Re: [PATCH v2] cxl/port: Fix missing port lock in cxl_dport_remove()
From: Dave Jiang
Date: Mon Jun 08 2026 - 20:38:53 EST
On 6/8/26 3:35 PM, Terry Bowman wrote:
> xa_erase() in cxl_dport_remove() runs without the port device lock,
> creating a race with any caller that does xa_load() on port->dports
> and then dereferences the returned dport pointer. A concurrent
> cxl_dport_remove() can erase and free the dport between the xa_load()

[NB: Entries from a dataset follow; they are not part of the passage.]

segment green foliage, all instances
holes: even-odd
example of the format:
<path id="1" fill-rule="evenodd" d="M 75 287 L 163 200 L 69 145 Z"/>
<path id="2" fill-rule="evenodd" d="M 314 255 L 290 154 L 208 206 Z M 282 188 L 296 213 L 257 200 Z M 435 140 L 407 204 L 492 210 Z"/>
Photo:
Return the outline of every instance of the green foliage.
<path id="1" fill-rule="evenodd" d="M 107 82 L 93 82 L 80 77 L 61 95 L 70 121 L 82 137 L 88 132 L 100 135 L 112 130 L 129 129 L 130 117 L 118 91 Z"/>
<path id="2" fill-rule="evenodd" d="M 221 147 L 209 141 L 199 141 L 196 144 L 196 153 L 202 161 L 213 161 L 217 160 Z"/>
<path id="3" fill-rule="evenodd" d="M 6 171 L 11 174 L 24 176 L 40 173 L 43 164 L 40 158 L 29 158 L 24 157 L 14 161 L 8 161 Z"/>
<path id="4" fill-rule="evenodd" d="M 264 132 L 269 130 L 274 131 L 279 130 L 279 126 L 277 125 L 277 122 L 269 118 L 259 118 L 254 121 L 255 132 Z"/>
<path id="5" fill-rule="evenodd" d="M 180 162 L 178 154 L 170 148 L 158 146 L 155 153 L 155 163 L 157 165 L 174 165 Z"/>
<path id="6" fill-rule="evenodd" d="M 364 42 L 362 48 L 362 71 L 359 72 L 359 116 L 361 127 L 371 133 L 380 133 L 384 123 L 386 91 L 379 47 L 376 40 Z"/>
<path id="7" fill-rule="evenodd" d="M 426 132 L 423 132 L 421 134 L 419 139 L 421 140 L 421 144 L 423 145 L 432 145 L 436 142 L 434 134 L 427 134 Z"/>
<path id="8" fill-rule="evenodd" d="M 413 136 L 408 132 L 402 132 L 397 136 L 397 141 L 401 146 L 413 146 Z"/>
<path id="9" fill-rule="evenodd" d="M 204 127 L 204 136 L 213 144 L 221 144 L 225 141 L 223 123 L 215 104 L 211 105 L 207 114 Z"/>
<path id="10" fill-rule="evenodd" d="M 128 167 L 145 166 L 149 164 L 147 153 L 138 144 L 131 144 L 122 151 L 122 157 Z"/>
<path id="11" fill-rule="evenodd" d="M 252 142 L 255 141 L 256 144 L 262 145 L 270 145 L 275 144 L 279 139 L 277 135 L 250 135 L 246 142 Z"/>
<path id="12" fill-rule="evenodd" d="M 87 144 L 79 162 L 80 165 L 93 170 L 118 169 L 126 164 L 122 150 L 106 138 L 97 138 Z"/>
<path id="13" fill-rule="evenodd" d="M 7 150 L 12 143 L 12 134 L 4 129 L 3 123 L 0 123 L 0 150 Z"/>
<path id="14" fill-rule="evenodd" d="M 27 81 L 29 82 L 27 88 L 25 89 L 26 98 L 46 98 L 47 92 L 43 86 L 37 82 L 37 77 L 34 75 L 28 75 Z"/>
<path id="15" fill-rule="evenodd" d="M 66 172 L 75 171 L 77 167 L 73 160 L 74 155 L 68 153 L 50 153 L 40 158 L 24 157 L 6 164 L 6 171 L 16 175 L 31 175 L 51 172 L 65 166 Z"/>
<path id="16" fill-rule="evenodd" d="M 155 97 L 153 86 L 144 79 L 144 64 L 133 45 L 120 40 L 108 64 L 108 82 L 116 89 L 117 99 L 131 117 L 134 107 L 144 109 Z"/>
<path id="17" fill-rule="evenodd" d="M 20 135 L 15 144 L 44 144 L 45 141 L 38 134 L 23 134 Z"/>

> and the caller acquiring the port lock, causing a use-after-free.
>
> For non-root ports the port lock is already held by the caller on two
> paths:
>
> 1. Driver unbind: devres_release_all() is called from
> __device_release_driver() which holds port->dev.mutex.
>
> 2. Dynamic endpoint removal: cxl_detach_ep() takes the port lock
> before calling del_dports() -> del_dport() -> devres_release_group(),
> which synchronously runs cxl_dport_remove().
>
> Use cond_cxl_root_lock/unlock(), which only acquires the port lock when
> the port is a root port and the lock is therefore not already held.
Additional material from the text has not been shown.